En 1978, un jeune Italien, photographe d’architecture, séjourne à New York. Il y loue à bon marché un local en mauvais état, un grand volume encombré d’objets disparates dont il va tirer parti. Il donne un soin particulier à une baignoire à quatre pieds. Il la peint en vert. Face au lit, monté sur des palettes et des poubelles, à côté d’une table-bureau, d’un fauteuil américain, d’un téléviseur, d’un bac-toilettes, la baignoire est devenue la pièce cardinale de l’appartement.

Aujourd’hui le locataire d’Union Square, Matteo Piazza, considère que son séjour au « loft » a été formateur pour lui.
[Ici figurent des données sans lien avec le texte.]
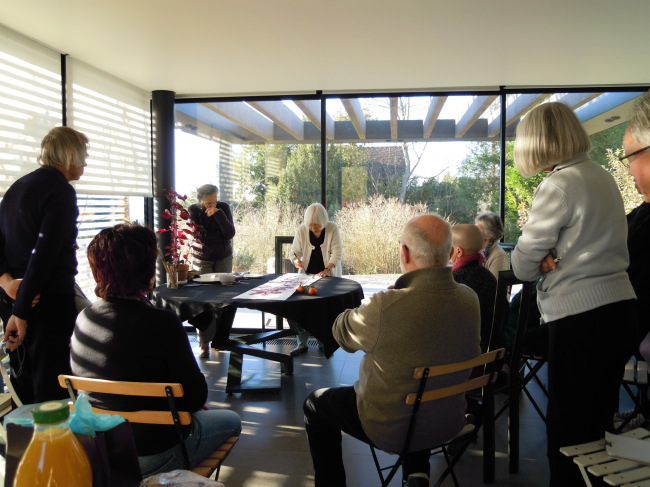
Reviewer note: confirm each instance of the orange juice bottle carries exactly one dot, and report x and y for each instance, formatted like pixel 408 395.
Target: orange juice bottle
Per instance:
pixel 54 457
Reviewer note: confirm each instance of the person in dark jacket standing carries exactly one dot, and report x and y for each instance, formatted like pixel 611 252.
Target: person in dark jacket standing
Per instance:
pixel 215 252
pixel 38 264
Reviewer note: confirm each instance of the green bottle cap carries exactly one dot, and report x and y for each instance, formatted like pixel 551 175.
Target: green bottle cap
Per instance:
pixel 51 412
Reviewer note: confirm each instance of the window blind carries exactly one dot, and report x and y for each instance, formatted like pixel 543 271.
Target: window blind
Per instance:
pixel 30 103
pixel 115 116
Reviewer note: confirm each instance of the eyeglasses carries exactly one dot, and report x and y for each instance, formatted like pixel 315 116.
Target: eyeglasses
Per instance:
pixel 627 156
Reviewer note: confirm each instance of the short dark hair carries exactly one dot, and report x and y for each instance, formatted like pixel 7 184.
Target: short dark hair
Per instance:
pixel 123 260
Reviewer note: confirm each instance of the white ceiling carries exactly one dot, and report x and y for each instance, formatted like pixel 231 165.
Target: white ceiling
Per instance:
pixel 218 47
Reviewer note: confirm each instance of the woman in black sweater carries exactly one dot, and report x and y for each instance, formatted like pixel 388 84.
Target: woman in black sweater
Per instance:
pixel 108 344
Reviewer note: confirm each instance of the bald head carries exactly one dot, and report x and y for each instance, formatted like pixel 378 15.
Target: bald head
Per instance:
pixel 467 237
pixel 427 239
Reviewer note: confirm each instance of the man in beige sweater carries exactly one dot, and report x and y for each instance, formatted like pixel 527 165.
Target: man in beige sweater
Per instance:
pixel 427 319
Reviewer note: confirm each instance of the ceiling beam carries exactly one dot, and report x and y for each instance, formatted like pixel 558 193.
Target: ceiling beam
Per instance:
pixel 311 108
pixel 519 106
pixel 282 115
pixel 246 117
pixel 393 118
pixel 353 107
pixel 435 107
pixel 576 100
pixel 475 110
Il a aménagé à Milan un loft sans portes. « J’aime les espaces ouverts, dit-il, ce loft d’Union Square est toujours l’idée que je me fais d’une maison. »

(S’il y a transporté cette baignoire verte générative, mes sources (Lofts, Seuil, 1999) me le laissent ignorer.)

Privacy et community

L’architecte Hector Horeau (1801-1872) est célèbre pour l’inventivité de ses projets d’architecture publique. Ainsi, en vue des grandes expositions permanentes, l’édification de deux immenses pavillons à l’entrée des Champs-Élysées.

En 1864, il accepta la commande d’un pavillon au Vésinet. À une condition particulière. Le pavillon était destiné à deux amis. Ils devaient pouvoir, selon leur humeur, vivre ensemble ou séparés. Leurs chambres étaient donc desservies, chacune, par un escalier avant et un escalier arrière.

Cependant le plan montre ce que cette gémellité avait de fallacieux : le « privacy » était réduit aux chambres, la « community » se déployait avec ostentation.

La chambre de Mar/cel

En 1912 Marcel Duchamp dessine le Passage de la Vierge à la Mariée. Dans un espace ouvert. Les organes stylisés de la Mariée (« cylindre sexe », « guêpe ») ont été rendus célèbres par Le Grand Verre. Mais le lieu de cette « mise à nu » et de ce qui s’en suit n’y est pas représenté. À la chambre classique s’est substituée la machine duchampienne, « célibataire ».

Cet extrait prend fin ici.